In the submission, Holgate doubles down on her claim she never voluntarily stood down and accuses Australia Post chairman, Lucio Di Bartolomeo, of unlawfully standing her down and alleged “he lied repeatedly to the Australian people and to their parliament about his actions”.
“Time after time he has made statements that I had agreed to stand down when I had done no such thing.”
Holgate said she offered to resign, but alleged Australia Post then leaked the letter to the media, before sending a counter-offer which is “itself confirmation that no agreement had been reached”.
Holgate said the gift of Cartier watches was “legal, within Australia Post’s policies, within my own signing authority limits, approved by the previous chairman, expensed appropriately, signed off by auditors and the CFO, [and] widely celebrated within the organisation”.

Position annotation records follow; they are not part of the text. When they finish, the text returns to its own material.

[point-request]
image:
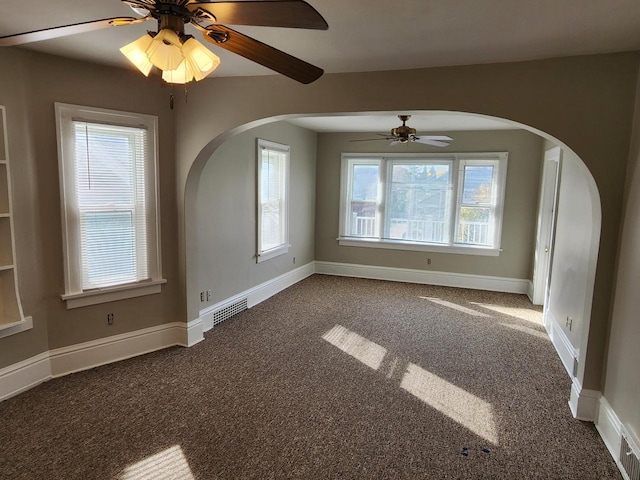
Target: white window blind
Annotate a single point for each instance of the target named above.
(111, 202)
(451, 202)
(273, 166)
(108, 165)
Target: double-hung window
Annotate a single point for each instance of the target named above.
(108, 169)
(273, 200)
(449, 203)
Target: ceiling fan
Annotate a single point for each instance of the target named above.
(406, 134)
(180, 56)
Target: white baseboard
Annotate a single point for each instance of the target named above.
(609, 426)
(92, 354)
(566, 351)
(259, 293)
(610, 429)
(447, 279)
(584, 403)
(24, 375)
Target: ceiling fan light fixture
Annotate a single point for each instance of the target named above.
(199, 58)
(181, 75)
(136, 53)
(165, 50)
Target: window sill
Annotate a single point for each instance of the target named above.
(419, 247)
(274, 252)
(111, 294)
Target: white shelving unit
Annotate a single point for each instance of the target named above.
(12, 320)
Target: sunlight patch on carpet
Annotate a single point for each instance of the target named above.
(527, 314)
(360, 348)
(459, 405)
(457, 307)
(528, 330)
(170, 464)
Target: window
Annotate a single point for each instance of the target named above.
(450, 203)
(273, 200)
(107, 163)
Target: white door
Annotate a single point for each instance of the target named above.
(546, 225)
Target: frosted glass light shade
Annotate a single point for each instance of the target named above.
(136, 53)
(165, 51)
(182, 74)
(199, 58)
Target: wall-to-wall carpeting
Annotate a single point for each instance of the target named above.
(332, 378)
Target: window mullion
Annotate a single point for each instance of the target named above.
(457, 167)
(383, 197)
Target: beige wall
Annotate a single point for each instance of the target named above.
(30, 83)
(226, 206)
(585, 102)
(622, 383)
(521, 195)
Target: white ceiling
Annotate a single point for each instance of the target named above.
(371, 35)
(423, 122)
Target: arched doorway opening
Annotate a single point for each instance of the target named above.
(577, 232)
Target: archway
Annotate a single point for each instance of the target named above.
(570, 340)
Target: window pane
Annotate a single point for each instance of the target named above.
(473, 225)
(364, 201)
(478, 184)
(108, 248)
(111, 202)
(417, 204)
(272, 193)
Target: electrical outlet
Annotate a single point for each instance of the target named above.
(569, 323)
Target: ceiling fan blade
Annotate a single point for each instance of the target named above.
(273, 13)
(262, 53)
(56, 32)
(443, 138)
(368, 139)
(430, 141)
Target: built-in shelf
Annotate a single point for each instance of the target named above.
(12, 320)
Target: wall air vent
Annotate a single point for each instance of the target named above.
(229, 311)
(629, 457)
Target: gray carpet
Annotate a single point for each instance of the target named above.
(333, 378)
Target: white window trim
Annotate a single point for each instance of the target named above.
(74, 296)
(457, 159)
(263, 255)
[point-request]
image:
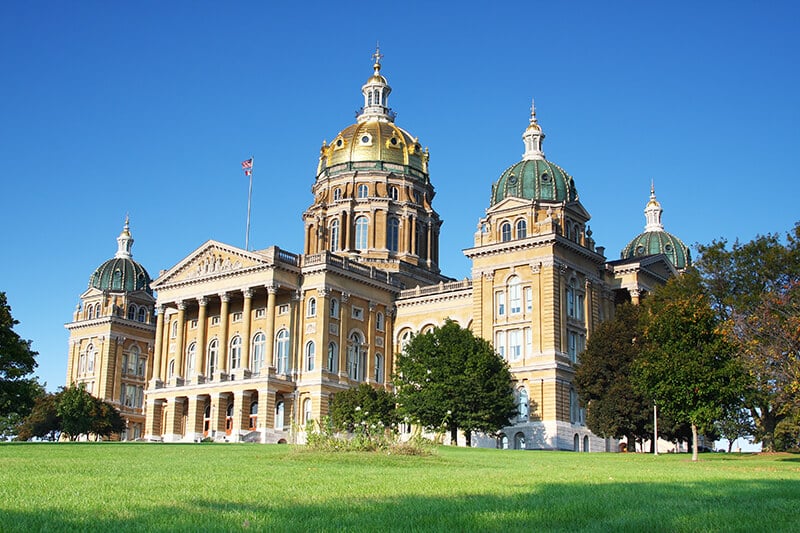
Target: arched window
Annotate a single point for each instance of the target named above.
(213, 352)
(522, 229)
(333, 357)
(523, 406)
(505, 232)
(191, 351)
(514, 295)
(362, 229)
(236, 352)
(282, 352)
(379, 368)
(355, 355)
(259, 347)
(393, 235)
(310, 355)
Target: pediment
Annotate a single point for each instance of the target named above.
(209, 260)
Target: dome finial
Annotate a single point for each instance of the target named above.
(533, 137)
(124, 241)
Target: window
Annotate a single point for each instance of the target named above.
(500, 297)
(191, 351)
(514, 344)
(334, 236)
(310, 355)
(259, 347)
(282, 352)
(514, 295)
(500, 344)
(333, 357)
(213, 352)
(522, 229)
(393, 235)
(505, 232)
(522, 405)
(236, 352)
(362, 228)
(379, 368)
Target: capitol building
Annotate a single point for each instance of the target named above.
(239, 345)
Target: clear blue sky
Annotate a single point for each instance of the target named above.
(115, 107)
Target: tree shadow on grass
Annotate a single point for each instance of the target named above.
(707, 506)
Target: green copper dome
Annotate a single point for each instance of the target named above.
(535, 179)
(121, 273)
(655, 240)
(659, 242)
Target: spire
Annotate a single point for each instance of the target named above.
(124, 241)
(652, 212)
(376, 94)
(533, 137)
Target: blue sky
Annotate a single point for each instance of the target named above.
(147, 108)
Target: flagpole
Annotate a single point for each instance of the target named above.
(249, 196)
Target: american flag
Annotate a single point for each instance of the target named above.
(247, 166)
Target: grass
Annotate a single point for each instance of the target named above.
(176, 487)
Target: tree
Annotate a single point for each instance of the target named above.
(615, 408)
(363, 405)
(754, 290)
(18, 390)
(448, 377)
(686, 364)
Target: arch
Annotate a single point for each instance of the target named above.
(310, 355)
(362, 231)
(522, 228)
(236, 352)
(282, 351)
(258, 352)
(505, 231)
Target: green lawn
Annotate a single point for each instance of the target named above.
(175, 487)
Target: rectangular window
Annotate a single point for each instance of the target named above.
(501, 303)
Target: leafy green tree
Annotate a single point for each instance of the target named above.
(450, 378)
(615, 408)
(754, 290)
(686, 364)
(363, 405)
(18, 389)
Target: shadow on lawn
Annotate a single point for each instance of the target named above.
(707, 506)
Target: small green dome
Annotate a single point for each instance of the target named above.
(535, 179)
(121, 274)
(659, 242)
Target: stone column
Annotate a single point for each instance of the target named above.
(247, 318)
(179, 353)
(223, 333)
(157, 356)
(269, 332)
(152, 429)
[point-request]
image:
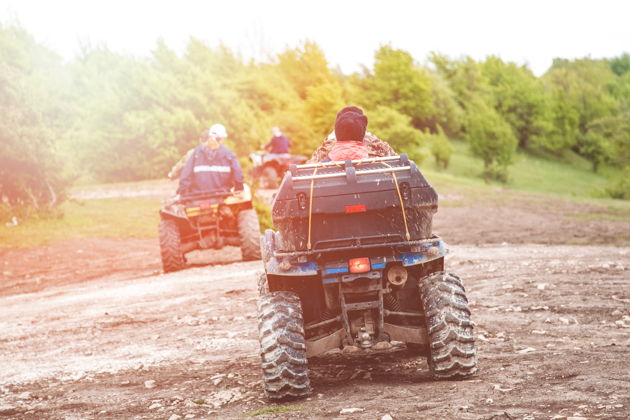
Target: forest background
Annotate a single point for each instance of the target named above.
(110, 117)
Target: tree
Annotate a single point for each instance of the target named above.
(31, 119)
(396, 128)
(397, 83)
(491, 138)
(519, 98)
(441, 148)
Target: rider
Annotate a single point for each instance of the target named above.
(212, 166)
(279, 143)
(349, 131)
(176, 170)
(375, 146)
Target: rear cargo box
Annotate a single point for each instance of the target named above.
(353, 205)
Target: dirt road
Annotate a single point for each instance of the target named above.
(552, 330)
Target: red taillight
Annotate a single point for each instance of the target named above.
(359, 265)
(357, 208)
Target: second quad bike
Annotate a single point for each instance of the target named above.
(268, 168)
(207, 220)
(354, 263)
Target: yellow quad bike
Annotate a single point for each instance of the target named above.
(207, 220)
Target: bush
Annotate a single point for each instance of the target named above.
(620, 187)
(441, 149)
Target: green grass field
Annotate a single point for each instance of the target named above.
(138, 217)
(98, 218)
(528, 173)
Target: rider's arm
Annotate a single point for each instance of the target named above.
(186, 178)
(237, 173)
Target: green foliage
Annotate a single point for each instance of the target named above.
(607, 140)
(396, 128)
(113, 117)
(97, 218)
(441, 148)
(31, 111)
(491, 138)
(399, 84)
(620, 187)
(518, 97)
(264, 214)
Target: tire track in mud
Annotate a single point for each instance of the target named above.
(551, 329)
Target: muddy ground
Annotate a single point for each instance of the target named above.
(92, 329)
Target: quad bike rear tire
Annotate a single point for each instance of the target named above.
(269, 178)
(249, 234)
(263, 284)
(452, 353)
(282, 346)
(170, 246)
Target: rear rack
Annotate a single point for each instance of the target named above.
(203, 195)
(343, 174)
(336, 163)
(350, 168)
(366, 246)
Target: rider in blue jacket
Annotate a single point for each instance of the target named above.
(211, 167)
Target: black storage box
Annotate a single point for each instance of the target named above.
(353, 205)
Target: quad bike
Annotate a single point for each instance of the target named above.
(207, 220)
(355, 263)
(269, 168)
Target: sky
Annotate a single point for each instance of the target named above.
(531, 32)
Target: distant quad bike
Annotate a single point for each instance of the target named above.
(269, 168)
(354, 263)
(207, 220)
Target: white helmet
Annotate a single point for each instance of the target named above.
(218, 130)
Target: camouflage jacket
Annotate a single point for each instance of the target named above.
(177, 169)
(376, 147)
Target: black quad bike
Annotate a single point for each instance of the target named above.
(207, 220)
(268, 168)
(355, 263)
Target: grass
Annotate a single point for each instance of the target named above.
(104, 218)
(460, 185)
(528, 173)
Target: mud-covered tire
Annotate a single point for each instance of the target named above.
(249, 234)
(263, 285)
(267, 245)
(418, 349)
(269, 178)
(170, 246)
(452, 353)
(282, 346)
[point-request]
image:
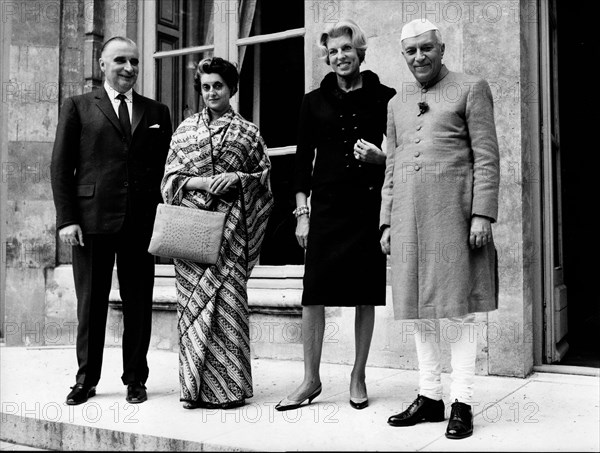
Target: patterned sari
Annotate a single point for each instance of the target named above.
(214, 346)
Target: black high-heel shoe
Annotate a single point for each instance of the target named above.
(289, 404)
(359, 403)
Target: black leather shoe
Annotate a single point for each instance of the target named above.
(359, 403)
(206, 405)
(80, 393)
(461, 421)
(136, 393)
(422, 409)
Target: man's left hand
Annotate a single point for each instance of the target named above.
(365, 151)
(481, 232)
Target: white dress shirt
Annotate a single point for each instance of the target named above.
(112, 95)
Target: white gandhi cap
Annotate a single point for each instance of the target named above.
(416, 28)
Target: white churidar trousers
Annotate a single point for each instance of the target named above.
(461, 334)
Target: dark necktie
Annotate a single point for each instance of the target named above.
(124, 117)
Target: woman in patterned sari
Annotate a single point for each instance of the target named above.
(218, 161)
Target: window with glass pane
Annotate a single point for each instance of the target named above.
(181, 24)
(271, 90)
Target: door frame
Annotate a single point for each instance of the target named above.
(554, 291)
(5, 34)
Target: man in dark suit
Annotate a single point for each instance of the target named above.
(107, 164)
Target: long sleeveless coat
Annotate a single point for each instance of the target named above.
(442, 168)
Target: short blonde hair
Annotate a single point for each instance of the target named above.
(341, 28)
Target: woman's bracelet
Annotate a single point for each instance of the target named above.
(300, 211)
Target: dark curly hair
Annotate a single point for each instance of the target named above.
(217, 65)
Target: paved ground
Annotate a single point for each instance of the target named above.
(545, 412)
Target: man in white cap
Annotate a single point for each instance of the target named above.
(439, 199)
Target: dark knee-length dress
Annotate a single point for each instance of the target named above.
(344, 263)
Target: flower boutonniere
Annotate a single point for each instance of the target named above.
(423, 107)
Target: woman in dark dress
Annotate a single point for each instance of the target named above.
(344, 122)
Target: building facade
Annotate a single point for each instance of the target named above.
(50, 50)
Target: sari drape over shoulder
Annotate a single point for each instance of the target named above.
(214, 348)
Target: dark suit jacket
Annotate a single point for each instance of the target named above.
(96, 171)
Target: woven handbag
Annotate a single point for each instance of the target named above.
(187, 233)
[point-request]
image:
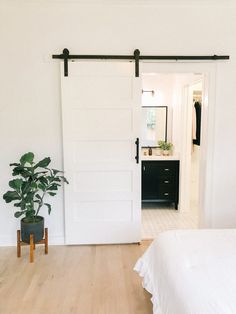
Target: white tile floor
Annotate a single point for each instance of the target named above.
(158, 218)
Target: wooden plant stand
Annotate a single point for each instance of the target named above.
(31, 244)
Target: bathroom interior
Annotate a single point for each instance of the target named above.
(171, 112)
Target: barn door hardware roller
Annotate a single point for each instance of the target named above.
(136, 57)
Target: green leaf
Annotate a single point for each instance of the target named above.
(55, 171)
(11, 196)
(43, 180)
(16, 184)
(29, 197)
(30, 213)
(49, 208)
(18, 214)
(52, 193)
(17, 204)
(33, 185)
(14, 164)
(64, 179)
(26, 186)
(38, 196)
(42, 187)
(43, 163)
(53, 187)
(27, 158)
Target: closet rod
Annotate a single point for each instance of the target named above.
(136, 56)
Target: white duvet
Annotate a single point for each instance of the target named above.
(191, 272)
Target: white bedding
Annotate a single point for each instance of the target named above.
(191, 272)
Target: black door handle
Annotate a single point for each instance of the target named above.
(137, 150)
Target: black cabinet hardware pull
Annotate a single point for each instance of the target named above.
(137, 150)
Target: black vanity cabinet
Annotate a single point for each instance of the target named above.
(160, 181)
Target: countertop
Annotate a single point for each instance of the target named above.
(155, 157)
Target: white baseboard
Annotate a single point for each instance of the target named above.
(11, 240)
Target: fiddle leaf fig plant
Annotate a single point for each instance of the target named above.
(32, 182)
(165, 145)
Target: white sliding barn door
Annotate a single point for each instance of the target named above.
(101, 105)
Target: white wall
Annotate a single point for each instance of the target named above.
(163, 86)
(30, 118)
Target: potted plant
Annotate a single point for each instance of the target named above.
(32, 183)
(166, 147)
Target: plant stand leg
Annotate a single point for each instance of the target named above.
(18, 244)
(46, 240)
(31, 248)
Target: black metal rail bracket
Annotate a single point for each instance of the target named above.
(136, 57)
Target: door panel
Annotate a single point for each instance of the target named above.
(101, 105)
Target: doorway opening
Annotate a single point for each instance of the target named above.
(171, 184)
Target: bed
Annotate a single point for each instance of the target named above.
(191, 272)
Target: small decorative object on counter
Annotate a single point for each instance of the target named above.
(166, 147)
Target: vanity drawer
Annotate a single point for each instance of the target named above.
(166, 195)
(167, 169)
(160, 181)
(167, 180)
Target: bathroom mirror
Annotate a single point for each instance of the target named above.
(154, 125)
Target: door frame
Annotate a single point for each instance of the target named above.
(208, 69)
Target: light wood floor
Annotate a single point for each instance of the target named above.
(73, 279)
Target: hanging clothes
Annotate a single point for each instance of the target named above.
(197, 123)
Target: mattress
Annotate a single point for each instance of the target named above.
(191, 272)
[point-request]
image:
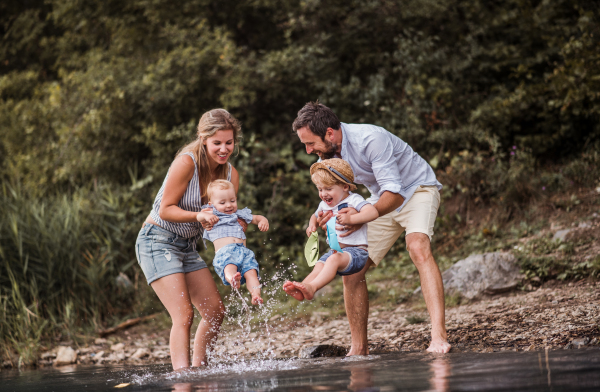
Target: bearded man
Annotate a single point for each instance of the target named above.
(405, 192)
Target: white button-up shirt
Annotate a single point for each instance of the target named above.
(383, 162)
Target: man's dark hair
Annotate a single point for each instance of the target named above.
(317, 117)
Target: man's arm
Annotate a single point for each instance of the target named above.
(261, 222)
(387, 203)
(367, 214)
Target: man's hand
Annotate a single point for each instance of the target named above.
(323, 218)
(343, 216)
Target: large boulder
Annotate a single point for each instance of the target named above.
(488, 273)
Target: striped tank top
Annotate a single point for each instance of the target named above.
(190, 201)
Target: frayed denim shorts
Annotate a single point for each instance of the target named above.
(161, 252)
(238, 255)
(358, 259)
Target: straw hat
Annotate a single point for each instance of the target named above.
(338, 168)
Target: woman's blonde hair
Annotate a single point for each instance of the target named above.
(210, 123)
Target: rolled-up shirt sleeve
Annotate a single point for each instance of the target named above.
(380, 154)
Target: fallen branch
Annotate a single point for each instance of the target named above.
(126, 324)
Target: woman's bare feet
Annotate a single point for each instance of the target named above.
(306, 289)
(439, 346)
(292, 291)
(234, 280)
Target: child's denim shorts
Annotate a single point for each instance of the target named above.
(358, 259)
(238, 255)
(161, 253)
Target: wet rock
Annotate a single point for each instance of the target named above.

Holgate accused Di Bartolomeo of providing “seriously misleading” evidence to the Senate on 9 November including regarding his knowledge of a BCG report into the incident.
Updated
03:27
Travel agents and hotel operators have welcomed details of the two way travel bubble with New Zealand, but have warned “there will be very little real benefit” for the sector in the short term.
This is because most of the initial travellers from 19 April are expected to be low-spending tourists visiting family and friends, as Tourism and Transport Forum chief executive, Margy Osmond, told the Guardian.
Accommodation Association of Australia has backed that prediction up, with its chief executive Dean Long reigniting calls for post-jobkeeper wage support for CBD hotels in Melbourne and Sydney that are still reeling from a drop off in international tourism and business travel.
The Association said Sydney is currently the worst performing city market in Australia with revenue declines of 67% and forward booking rates of less than 10% for the next 90 days and that Melbourne is similarly decimated.
Long said:
The opening of the trans-Tasman corridor is a very welcome step in the right direction but the reality is while it’s good news for the travel sector, given most travellers will be catching up with friends and families there’s very little immediate benefit for our tourism sector or our hotels and motels. With the end of jobkeeper and given the massive holes in the market especially in Australia’s international hubs of Sydney and Melbourne, the flow on benefits for our hotels and motels, and the many small businesses who supply them is negligible. There’s no doubt it will be a big kick along for consumer confidence but it doesn’t erase the need for tailored support for our accommodation sector. The reality is it’s great news for our travel sector but not so good for tourism.
Australian Federation of Travel Agents chair Tom Manwaring said many of his members were already seeing “increased interest in booking NZ albeit primarily to visit friends and family”.
Manwaring said:
It’s not a massive increase in business and our sector still desperately needs support but it is a much needed step in the right direction.” However, we urge both the Australian and the New Zealand governments to do all they can to ensure now the corridor is open that it stays open. This is important both in terms of consumer confidence in booking travel and from a workload perspective for travel agents who are still working hard on repatriating the outstanding $4bn still owed to Australians by airlines, hotels and tour operators on Covid-impacted travel and managing re-bookings and cancellations as a result of state restrictions.